More recently, machine learning methods have been gaining interest as an alternative approach to regression-based models in critical care and perioperative medicine.^{[38–40]} Algorithms that improve the clinical use of biomarkers have been developed with machine learning.^{[41,42]} A practical definition of machine learning is that it uses algorithms that automatically learn (*i.e.*, are trained) from data, contrary to clinical prediction models, which are based on prespecifying predictors and their functional forms. These algorithms are divided into two categories: supervised and unsupervised. Supervised machine learning algorithms are used to uncover the relationship between a set of clinical features and biomarkers and known outcomes (predictive and prognostic models; Supplemental Digital Content 1, http://links.lww.com/ALN/C503).^{[34]} The main supervised learning algorithms (*e.g.*, artificial neural network, tree-based methods, support vector machines) are described in Table 2. Supervised conventional statistical modeling (*e.g.*, logistic regression) and supervised machine learning should be considered complementary rather than mutually exclusive.^{[43,44]} Marafino *et al.* used a set of vital signs and biologic data from the first 24 h of admission for more than 100,000 unique intensive care unit (ICU) patients in a supervised machine learning algorithm, incorporating measures of clinical trajectory to develop and validate ICU mortality prediction models.

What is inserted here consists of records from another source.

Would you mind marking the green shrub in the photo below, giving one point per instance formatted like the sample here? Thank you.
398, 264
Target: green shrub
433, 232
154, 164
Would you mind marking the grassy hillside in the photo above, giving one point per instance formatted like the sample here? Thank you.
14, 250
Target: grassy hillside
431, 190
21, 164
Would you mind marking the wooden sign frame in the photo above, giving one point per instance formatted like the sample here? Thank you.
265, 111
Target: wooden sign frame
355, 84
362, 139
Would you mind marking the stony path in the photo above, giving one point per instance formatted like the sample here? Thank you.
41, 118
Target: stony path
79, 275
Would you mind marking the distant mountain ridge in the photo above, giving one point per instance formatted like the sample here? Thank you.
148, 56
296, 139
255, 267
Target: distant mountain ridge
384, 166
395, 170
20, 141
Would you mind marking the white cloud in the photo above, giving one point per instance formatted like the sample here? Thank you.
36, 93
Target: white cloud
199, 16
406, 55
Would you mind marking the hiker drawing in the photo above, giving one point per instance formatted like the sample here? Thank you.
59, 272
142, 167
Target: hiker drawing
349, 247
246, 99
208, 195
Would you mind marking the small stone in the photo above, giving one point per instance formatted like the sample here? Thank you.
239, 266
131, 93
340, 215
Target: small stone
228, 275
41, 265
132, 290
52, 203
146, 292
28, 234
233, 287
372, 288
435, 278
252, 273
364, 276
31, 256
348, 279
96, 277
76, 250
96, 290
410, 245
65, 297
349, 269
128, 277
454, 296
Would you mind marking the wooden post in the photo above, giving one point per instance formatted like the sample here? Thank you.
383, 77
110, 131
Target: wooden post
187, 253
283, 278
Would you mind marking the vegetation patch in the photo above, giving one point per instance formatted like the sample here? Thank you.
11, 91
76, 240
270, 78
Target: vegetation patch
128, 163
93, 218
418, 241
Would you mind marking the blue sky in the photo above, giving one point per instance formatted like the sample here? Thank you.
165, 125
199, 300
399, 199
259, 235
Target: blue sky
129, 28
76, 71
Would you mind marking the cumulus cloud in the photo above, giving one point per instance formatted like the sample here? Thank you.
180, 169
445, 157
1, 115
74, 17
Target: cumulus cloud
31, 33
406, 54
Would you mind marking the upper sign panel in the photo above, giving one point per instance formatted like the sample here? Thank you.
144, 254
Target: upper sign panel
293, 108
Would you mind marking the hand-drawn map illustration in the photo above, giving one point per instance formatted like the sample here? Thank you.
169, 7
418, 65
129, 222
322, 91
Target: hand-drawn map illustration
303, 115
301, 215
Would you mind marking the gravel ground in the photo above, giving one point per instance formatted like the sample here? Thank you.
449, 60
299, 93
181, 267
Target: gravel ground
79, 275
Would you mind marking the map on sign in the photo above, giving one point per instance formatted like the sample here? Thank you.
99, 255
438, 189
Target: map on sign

The developed prediction model for mortality risk, leveraging serial data points for each predictor variable, exhibited discrimination comparable to classical mortality scores (*e.g.*, Simplified Acute Physiology Score III and Acute Physiologic Assessment and Chronic Health Evaluation IV scores).^{[41]} In another example, Zhang *et al.* developed a prediction machine learning model that was used to differentiate between volume-responsive and volume-unresponsive acute kidney injury (AKI) in 6,682 critically ill patients. The extreme gradient boosting combined with a decision tree model was reported to outperform the traditional logistic regression model in differentiating the two groups.^{[42]}

Machine learning is often claimed to have superior performance in high-dimensional settings (*i.e.*, with a large number of explanatory variables). However, there is limited evidence to support this claim in fair and meaningful comparisons with regression-based approaches, as observed in a recent systematic review that showed no performance benefit in clinical studies.^{[45]} While machine learning algorithms are often declared to perform well, they require very large datasets, massive computations, and sufficient expertise.^{[46]} As such, they should not be considered as an "easy path to perfect prediction." Limitations include overfitting, which captures random errors in the training dataset and makes the algorithm not generalizable to future predictions.^{[47]} Approaches to control for overfitting should be adapted from the established clinical prediction model literature to provide an unbiased assessment of predictive accuracy. The other disadvantage of supervised machine learning algorithms is that the underlying association between covariates and outcome cannot be fully understood by clinicians ("black box" models).^{[48]} Conversely, in logistic regression models, the regression coefficient of each covariate can be easily interpreted as the odds ratio (exponentiation of the regression coefficient), which reflects the magnitude of the association with the outcome. A causal interpretation of any association in a prediction model should be avoided, as the aim of a prediction model is to predict and not attribute causality.^{[49]} The interpretation of a model that includes biomarkers reflecting distinct pathophysiological pathways (*e.g.*, myocardial injury, endothelial dysfunction) and their associations with outcome is more intuitive for clinicians when using classical regression models than machine learning algorithms.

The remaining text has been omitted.